Let \(X\) be the random variable representing the number of defective components in a randomly chosen device.
The device is declared defective if at least one of its two components is defective.
We assume that the distribution of \(X\) belongs to a family depending on a parameter \(\theta\), defined as:
Values of \(X\) | 0 | 1 | 2 |
---|---|---|---|
Probabilities | \(1-3\theta\) | \(2\theta\) | \(\theta\) |
- For which values of \(\theta\) does the table define a probability distribution?
- Compute \(E_\theta(X)\) and \(\mathrm{Var}_\theta(X)\).
Let \(X_1, \dots, X_n\) be a sample of \(X\).
- Write down the likelihood function of this model. (Hint: Let \(n_0, n_1, n_2\) be the counts of values 0, 1, 2 in the sample (\(n_0+n_1+n_2=n\)).)
- Find the maximum likelihood estimator (MLE) of this model.
- Is this estimator unbiased?
- Is this estimator unbiased?
- Compute its mean squared error (MSE).
- Compute its mean squared error (MSE).
- Is this estimator consistent?
- Which estimator is obtained using the method of moments based on the first moment of \(X\)?
Is this estimator unbiased?

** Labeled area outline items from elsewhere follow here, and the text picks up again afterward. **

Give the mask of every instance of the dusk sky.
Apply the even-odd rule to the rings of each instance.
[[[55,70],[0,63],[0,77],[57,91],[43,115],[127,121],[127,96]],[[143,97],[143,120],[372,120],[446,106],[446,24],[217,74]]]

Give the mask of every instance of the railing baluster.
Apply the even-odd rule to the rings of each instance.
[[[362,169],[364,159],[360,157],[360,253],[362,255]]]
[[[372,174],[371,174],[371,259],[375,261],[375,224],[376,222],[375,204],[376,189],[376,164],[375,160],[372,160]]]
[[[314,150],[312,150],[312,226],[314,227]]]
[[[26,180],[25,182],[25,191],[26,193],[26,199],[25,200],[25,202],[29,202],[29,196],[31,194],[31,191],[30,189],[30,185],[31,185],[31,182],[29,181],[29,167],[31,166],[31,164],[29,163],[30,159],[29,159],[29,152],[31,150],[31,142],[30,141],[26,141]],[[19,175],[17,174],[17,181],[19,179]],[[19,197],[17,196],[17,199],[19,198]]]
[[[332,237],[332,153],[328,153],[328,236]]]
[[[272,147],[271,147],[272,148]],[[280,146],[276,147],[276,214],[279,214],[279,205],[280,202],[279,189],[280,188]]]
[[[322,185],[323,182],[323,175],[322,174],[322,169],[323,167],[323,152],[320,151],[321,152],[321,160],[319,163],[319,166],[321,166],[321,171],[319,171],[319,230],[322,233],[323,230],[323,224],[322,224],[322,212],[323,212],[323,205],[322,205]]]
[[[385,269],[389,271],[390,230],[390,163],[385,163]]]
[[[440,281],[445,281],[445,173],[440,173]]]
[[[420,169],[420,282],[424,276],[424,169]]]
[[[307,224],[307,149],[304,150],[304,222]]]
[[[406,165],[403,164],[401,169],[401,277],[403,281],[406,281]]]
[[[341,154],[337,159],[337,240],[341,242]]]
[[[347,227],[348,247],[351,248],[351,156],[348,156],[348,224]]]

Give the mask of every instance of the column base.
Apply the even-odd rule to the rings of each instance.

Compute its mean squared error.
For \(i = 1, \dots, n\), define \(Z_i\) by: \(Z_i = 1\) if \(X_i = 0\), and \(Z_i = 0\) otherwise.
- Write down the likelihood function of this new model.
- Find the MLE of this model.
- Is this estimator unbiased?
- Is this estimator unbiased?
- Compute its mean squared error.
- Compute its mean squared error.
- Is this estimator consistent?
- Which estimations of \(\theta\) are obtained from the different estimators in this exercise, given the following data:
Values of \(X\) | 0 | 1 | 2 |
---|---|---|---|
Frequencies | 49 | 7 | 4 |
- Which estimator would you prefer, and why?